L'Histoire
La vie de Yamina, femme pauvre née en Algérie en 1949, qui avec sa famille devra s'exiler au Maroc pendant la guerre d’Algérie. Mariée sur le tard, elle part vivre en France avec son mari, ouvrier, et élève ses quatre enfants dans la tolérance et la bonté.
Mon avis
Un très beau portrait d'une femme discrète. Yamina a deux vies. La première en Algérie, minée par la guerre. Âgée de 8 ans, elle doit quitter son village pour se réfugier au Maroc et éviter la guerre. Puis elle revient dans son village, miné par la pauvreté, la famine. Aînée de 7 enfants, elle n'ira pas à l'école, son grand regret, car elle doit aider sa mère à la maison, s'occuper des petits derniers, garder les chèvres et de son temps libre, elle coud non seulement pour la famille mais aussi pour des autres personnes. A trente ans, son père décidé de la marier à un homme plus vieux qu'elle de 10 ans. Un homme qui veut aller vivre en France où il est sur d'obtenir un poste d'ouvrier. Yamina arrive donc dans un pays étranger, vit d'abord dans un appartement humide et toujours sale, puis dans un HLM à Aubervilliers, où elle peut élever ses 4 enfants, trois filles et un garçon. Dans la tolérance. Yamina « ignore » le racisme qui se développe, elle est bonté et amabilité, auprès d'un mari qui la respecte et l'aime de tout son cœur et qui ont élevé leurs enfants dans la dignité. C'est difficile pour ses enfants de trouver un bon emploi. Malika travaille dans l'administration, Imane a son studio à Paris où elle est vendeuse et Hannah, la rebelle, cumule des petits boulots. Omar, le petit dernier est chauffeur Uber et a bien du mal à séduire des jeunes filles, sauf quand il rencontre Nadia, déterminée et joyeuse.

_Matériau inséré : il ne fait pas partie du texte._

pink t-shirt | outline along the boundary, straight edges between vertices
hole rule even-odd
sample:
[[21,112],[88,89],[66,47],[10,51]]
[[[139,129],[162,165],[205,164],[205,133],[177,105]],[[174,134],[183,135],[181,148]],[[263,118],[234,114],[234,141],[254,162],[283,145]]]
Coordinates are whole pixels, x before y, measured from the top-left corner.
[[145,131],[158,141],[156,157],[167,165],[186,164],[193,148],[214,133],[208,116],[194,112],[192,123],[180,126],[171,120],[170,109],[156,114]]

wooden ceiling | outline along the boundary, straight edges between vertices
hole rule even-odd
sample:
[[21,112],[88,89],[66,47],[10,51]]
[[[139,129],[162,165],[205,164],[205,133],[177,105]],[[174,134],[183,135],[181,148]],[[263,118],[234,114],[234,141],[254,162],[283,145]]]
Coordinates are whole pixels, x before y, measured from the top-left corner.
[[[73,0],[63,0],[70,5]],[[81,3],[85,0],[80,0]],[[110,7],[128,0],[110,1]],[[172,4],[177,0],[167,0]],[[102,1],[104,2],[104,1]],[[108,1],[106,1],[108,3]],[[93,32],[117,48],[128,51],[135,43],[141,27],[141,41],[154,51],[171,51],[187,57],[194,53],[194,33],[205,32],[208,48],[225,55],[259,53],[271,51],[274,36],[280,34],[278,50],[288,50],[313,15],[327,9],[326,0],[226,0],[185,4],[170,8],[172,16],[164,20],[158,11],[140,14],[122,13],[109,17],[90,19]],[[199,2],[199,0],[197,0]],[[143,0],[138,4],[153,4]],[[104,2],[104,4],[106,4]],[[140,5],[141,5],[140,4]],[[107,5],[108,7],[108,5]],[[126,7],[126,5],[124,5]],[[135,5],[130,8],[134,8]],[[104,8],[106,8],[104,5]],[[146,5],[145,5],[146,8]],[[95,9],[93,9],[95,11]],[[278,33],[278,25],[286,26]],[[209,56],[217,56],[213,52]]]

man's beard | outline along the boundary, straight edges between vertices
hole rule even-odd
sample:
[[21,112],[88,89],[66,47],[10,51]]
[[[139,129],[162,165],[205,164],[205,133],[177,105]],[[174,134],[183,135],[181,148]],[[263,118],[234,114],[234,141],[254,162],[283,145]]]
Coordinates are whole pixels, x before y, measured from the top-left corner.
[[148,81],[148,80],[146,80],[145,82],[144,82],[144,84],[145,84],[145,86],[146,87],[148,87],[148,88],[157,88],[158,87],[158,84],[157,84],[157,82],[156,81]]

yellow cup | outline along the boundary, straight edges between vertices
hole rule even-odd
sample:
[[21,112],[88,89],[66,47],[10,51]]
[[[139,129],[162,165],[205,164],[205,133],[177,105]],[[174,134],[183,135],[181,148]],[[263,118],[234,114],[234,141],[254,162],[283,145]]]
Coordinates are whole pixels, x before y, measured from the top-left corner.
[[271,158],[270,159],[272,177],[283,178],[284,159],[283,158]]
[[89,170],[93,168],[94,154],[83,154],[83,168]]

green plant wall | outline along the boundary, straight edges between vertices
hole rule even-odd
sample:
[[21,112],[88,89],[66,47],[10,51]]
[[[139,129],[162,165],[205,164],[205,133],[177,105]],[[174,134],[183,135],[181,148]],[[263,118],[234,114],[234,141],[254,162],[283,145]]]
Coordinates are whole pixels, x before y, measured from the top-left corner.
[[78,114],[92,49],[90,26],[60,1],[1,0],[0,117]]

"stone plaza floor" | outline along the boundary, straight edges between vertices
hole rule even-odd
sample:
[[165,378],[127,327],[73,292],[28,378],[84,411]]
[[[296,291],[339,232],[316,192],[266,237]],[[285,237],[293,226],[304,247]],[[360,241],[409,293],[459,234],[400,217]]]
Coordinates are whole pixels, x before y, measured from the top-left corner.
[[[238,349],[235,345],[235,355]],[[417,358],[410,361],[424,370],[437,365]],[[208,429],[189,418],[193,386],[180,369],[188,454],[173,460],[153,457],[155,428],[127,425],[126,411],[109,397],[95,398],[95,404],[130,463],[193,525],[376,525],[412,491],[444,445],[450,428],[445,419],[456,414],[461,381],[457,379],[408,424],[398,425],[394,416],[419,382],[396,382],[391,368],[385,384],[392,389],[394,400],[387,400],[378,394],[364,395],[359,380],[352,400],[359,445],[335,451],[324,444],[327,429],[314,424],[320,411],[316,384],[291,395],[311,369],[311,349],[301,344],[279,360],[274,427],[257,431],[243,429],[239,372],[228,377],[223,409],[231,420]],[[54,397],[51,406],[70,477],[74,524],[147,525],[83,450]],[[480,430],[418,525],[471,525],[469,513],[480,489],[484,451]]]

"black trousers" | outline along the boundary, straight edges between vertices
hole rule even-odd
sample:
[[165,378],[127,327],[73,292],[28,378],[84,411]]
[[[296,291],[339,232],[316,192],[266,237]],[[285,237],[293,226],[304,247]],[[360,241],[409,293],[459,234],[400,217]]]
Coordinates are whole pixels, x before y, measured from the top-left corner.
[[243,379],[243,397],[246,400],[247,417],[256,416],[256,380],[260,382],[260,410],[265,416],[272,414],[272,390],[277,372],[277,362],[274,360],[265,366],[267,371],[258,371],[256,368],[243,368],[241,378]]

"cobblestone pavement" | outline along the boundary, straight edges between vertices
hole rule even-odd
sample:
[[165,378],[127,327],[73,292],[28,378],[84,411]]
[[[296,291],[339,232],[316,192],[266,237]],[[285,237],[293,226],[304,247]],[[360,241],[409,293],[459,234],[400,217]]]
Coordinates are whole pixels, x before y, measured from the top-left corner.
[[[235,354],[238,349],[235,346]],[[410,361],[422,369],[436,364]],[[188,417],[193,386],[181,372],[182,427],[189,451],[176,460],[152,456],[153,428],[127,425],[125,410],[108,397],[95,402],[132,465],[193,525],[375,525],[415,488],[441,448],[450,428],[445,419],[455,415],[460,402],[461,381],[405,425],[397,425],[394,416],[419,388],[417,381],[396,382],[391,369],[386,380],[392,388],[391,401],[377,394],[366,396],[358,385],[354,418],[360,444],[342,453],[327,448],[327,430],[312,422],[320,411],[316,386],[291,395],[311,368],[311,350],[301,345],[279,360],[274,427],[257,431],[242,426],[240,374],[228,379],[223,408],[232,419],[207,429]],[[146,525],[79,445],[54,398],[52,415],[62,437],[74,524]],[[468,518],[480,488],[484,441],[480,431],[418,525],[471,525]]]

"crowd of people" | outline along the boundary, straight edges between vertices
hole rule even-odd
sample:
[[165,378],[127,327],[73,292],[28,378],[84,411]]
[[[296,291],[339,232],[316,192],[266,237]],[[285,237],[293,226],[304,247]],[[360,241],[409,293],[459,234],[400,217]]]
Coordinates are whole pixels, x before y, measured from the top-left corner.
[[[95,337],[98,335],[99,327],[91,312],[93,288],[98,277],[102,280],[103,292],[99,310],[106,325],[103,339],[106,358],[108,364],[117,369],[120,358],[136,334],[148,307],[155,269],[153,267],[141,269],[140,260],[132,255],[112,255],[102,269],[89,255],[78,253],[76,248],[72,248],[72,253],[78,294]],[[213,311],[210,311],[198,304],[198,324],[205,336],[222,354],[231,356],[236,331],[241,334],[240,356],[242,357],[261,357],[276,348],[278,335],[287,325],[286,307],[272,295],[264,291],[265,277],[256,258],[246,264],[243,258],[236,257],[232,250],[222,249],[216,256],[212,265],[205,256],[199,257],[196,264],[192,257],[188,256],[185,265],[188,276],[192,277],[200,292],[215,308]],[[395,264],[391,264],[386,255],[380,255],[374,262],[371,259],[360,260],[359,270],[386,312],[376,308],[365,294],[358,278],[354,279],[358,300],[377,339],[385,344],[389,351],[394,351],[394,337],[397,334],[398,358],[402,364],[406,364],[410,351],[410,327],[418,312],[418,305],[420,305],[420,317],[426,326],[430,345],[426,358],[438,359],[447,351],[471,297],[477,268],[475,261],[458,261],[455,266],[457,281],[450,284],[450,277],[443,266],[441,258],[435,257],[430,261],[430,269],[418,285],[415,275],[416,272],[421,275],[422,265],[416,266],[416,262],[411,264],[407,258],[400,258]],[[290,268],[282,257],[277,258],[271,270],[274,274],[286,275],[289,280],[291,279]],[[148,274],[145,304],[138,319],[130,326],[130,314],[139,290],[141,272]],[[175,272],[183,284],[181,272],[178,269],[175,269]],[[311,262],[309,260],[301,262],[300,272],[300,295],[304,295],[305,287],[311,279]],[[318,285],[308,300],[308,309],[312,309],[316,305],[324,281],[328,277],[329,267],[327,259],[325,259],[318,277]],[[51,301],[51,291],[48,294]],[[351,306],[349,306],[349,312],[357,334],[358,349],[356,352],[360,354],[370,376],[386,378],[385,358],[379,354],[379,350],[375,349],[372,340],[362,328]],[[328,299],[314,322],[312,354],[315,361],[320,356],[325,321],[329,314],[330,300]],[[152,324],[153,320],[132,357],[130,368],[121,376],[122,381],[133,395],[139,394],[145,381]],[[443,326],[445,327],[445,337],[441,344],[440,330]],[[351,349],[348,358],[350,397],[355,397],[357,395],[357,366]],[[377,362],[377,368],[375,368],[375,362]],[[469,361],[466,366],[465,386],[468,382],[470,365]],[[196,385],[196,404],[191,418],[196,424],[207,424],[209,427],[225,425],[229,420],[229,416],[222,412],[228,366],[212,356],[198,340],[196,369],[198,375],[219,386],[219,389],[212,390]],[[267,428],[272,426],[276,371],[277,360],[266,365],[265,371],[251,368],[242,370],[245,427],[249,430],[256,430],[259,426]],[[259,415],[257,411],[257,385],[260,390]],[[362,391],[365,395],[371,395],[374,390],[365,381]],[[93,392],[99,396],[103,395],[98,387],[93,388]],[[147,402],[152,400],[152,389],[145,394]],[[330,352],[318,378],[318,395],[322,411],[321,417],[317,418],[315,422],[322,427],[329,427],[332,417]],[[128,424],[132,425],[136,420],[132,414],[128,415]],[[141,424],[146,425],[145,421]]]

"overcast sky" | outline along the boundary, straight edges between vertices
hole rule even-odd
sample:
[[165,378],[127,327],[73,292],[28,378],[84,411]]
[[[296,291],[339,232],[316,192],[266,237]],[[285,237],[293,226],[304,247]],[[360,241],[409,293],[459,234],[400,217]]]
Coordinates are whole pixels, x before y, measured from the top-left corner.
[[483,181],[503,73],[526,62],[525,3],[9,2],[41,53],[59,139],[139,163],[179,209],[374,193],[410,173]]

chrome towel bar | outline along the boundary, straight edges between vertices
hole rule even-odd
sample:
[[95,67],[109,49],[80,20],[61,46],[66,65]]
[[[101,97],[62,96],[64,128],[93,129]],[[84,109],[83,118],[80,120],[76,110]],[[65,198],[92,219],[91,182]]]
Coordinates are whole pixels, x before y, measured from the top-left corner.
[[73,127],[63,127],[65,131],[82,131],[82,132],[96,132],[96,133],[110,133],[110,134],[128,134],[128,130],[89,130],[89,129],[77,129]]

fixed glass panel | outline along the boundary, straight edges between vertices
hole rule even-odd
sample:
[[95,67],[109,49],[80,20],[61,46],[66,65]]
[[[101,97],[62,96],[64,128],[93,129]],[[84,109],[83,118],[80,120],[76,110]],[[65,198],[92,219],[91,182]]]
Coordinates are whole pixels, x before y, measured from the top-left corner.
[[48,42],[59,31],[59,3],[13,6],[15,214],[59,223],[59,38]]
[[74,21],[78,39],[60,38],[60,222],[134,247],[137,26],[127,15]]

Le récit mêle le passé de Yamina en Algérie, les difficultés de vivre dans la pauvreté puis un peu moins lors que des petits bouts de terre sont attribués aux habitants des villages. Mais Yamina ne sait pas lire et écrire. En tant que fille aînée, elle devient une mère de substitution en élevant ses autres frères et sœurs et en s'occupant de la maison.
Finalement à 30 ans, elle est mariée à un homme qui va partir pour la France, là où il est sur de trouver un emploi. Yamina le rejoint, pleine de tristesse de quitter ce qui est familier, mais son mari est un homme bon, qui lui offre toujours des roses à la Saint-Valentin ou tout ce qu'elle désire. Yamina a 70 ans, et elle aime avoir ses enfants autour d'elle. Elle ne se plaint jamais Yamina, elle laisse filer le racisme dont elle est victime car cela n'a pas d'importance selon ses valeurs. Ses filles par contre ont un sacré caractère. Elles la sentent et la subissent la discrimination, et refusent de ses marier, pour ne pas perdre leur fragile indépendance. Omar, le petit dernier, est poli, timide. Il rêve d'un amour sincère avec une femme, ce qu'il finira par trouver.
La discrétion nous offre un très beau portrait de 2 générations de femmes. Car si se taire pour Yamina est aussi une façon de se révolter, elle tire sa fierté du magnifique jardin ouvrier qu'on lui a alloué, le plus beau de tous, de sa droiture en tout. Elle pratique sa religion de façon discrète, elle n'a rien à voir avec les extrémistes, a élevé ses enfants dans le respect mais ne leur impose pas de religion, elles choisiront leurs vies et leurs destins, sachant qu'il y a toujours une assiette de bonne nourriture qui les attend à la maison, du réconfort et aussi des rires.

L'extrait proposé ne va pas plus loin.